Jej życia w żadnym razie nie można nazwać ekscytującym, a jedynie zwykłym i wręcz przeciętnym. Wszystko zmienia wizyta w klubie, gdzie nastolatka przypadkowo zauważa chłopaka, który pozostaje niewidoczny dla innych. Dziewczyna zaczyna go śledzić i w ten sposób staje się świadkiem sceny, która nie ma racjonalnego wytłumaczenia.
Wszystkie bajki są w części prawdziwe.
Niedługo później matka Clary z niewiadomych przyczyn zostaje porwana, a ona sama odkrywa, że poza zwykłym światem istnieje również zupełnie inna rzeczywistość, w której żyją istoty, z których egzystencji nastolatka nigdy nie zdawała sobie sprawy. Aby ocalić matkę przed tajemniczym Valentine`m przyjdzie jej nie tylko zmierzyć się z tajemniczymi stworzeniami, ale i poznać zaskakującą prawdę o sobie i swojej przeszłości.
OPINIA
Miasto kości to nie moje pierwsze spotkanie z twórczością znanej i podziwianej Cassandry Clare. Wcześniej miałam bowiem okazję przeczytać Próbę żelaza napisaną przez autorkę we współpracy z Holly Black. Może sam początek książki był zwyczajny i zadziwiająco podobny do Herry`ego Pottera, to jednak samo zakończenie dosłownie zmiotło mnie z nóg. Dlatego, jeśli chodzi o jej serię Dary Anioła, to miałam jej względem wysokie oczekiwania. Liczyłam przede wszystkim na pochłaniającą opowieść, która pozwoli mi na chwilę oderwać się od rzeczywistości.
![]() |
@carolinelivre |
Jeśli mowa o fabule, to sam jej początek jest irytująco schematyczny i przewidywalny. Nasza Clare to typowa (i oczywiście typowo denerwująca) nastolatka, która wiedzie najbardziej zwyczajne z możliwie zwyczajnego życia. Mieszka na Brooklynie, ma oddanego przyjaciela, z którym chętnie spędza wolny czas i jakąś tam paczkę znajomych. I nagle to ona, tak ona – zwyczajna i nieco zarozumiała dziewczyna, widzi ludzi i sceny, których nie ma. Ciekawe i jakże niespotykane, prawda?

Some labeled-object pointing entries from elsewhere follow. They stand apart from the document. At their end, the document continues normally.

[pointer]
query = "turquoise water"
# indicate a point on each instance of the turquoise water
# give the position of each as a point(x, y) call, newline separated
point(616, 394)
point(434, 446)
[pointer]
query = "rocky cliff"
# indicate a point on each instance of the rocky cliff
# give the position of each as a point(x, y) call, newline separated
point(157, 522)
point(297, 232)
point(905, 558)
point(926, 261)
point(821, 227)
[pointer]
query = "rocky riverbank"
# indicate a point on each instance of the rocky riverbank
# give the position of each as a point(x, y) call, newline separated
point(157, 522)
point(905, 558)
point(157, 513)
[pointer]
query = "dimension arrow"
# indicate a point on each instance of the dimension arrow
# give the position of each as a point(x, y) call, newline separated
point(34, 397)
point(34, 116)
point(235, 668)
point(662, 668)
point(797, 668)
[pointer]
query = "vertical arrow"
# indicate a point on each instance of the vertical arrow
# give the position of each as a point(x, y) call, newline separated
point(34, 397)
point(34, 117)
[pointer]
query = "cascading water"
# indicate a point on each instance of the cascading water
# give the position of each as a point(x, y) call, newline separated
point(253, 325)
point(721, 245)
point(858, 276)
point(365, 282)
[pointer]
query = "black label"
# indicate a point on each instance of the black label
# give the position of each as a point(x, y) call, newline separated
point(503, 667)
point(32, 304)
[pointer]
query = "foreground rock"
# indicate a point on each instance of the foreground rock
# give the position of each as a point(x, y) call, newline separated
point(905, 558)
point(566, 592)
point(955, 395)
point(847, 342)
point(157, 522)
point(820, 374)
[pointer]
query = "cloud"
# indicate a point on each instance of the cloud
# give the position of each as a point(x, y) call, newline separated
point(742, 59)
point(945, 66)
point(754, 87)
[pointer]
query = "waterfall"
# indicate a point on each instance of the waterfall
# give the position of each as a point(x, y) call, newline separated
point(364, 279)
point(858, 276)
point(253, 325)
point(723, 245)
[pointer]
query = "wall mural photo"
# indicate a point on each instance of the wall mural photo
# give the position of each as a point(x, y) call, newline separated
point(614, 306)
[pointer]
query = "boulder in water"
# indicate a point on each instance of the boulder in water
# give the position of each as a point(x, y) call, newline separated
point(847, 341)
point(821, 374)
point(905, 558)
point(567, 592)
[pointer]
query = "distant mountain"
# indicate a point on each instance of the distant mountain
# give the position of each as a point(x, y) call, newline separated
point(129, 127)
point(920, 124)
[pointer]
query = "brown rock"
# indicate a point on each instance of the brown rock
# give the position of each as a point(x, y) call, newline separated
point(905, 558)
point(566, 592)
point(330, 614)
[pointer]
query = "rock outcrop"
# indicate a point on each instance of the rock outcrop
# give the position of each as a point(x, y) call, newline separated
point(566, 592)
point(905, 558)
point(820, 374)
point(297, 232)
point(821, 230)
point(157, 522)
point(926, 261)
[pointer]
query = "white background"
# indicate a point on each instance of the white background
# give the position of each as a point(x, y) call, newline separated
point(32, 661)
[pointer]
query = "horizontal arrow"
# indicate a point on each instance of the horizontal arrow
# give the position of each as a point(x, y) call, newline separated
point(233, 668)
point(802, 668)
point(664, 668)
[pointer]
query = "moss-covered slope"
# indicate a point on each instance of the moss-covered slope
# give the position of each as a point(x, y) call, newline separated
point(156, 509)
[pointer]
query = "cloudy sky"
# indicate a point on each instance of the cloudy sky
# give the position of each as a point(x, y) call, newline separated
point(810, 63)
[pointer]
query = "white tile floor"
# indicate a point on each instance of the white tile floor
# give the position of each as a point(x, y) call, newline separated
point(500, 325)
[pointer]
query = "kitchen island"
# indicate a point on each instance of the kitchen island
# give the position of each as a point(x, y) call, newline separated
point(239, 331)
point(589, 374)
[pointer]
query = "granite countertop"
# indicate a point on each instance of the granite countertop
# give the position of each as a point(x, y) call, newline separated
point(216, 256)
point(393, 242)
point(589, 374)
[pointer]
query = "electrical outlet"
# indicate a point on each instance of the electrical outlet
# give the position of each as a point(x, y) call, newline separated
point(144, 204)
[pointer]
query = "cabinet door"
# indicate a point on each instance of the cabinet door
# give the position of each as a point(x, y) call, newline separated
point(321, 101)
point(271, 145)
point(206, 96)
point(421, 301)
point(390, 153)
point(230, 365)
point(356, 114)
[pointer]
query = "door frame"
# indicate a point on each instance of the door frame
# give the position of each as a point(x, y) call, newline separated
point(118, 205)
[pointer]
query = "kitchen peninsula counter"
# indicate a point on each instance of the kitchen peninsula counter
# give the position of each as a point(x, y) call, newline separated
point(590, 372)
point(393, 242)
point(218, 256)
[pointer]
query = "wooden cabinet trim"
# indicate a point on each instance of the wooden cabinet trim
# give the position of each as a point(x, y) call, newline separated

Dodajmy jeszcze to, że Clare bywa naiwna, lekkomyślna i niedojrzała (bo czego można wymagać od 16-latki?) oraz wątek romantyczny, a otrzymamy prawdziwie schematyczną i poprawną powieść fantastyczną dla młodzieży, która chwilami wydawała mi się naprawdę komiczna.
Jesteś młoda. Przeszłość nic dla ciebie nie znaczy, nie jest nawet inną krainą, jak dla starych, ani koszmarem, jak dla winnych.
Teraz przejdźmy do zalet tej książki, bo niewątpliwie ma ona kilka. Przede wszystkim jest naprawdę miłym odpoczynkiem od literatury wymagającej koncentracji i myślenia na temat fabuły. Sama raczej nie sięgnęłabym po nią tak szybko (albo wolno, bo pożyczyłam ją od koleżanki ponad pół roku temu), gdyby nie to, że potrzebowałam czegoś uspokajającego po lekturze Niewiernej Reyes Monforte, która nie tylko zrobiła na mnie ogromne wrażenie, ale i wzbudziła ogromny niepokój. Najbardziej w Miastach kości spodobał mi się motyw utraconych wspomnień, do których nie sposób dotrzeć. Mimo że tkwią one głęboko w mózgu jednej z postaci, to nie ma ona do nich dostępu i sama musi odkrywać kawałek po kawałku tajemnicę swojej przeszłości. Brzmi interesująco, prawda? Poza tym muszę dodać, że samo zakończenie okazało się zaskakująco nieprzewidywalne i przyznam, że jestem ciekawa, jak potoczy się akcja w kolejnej części.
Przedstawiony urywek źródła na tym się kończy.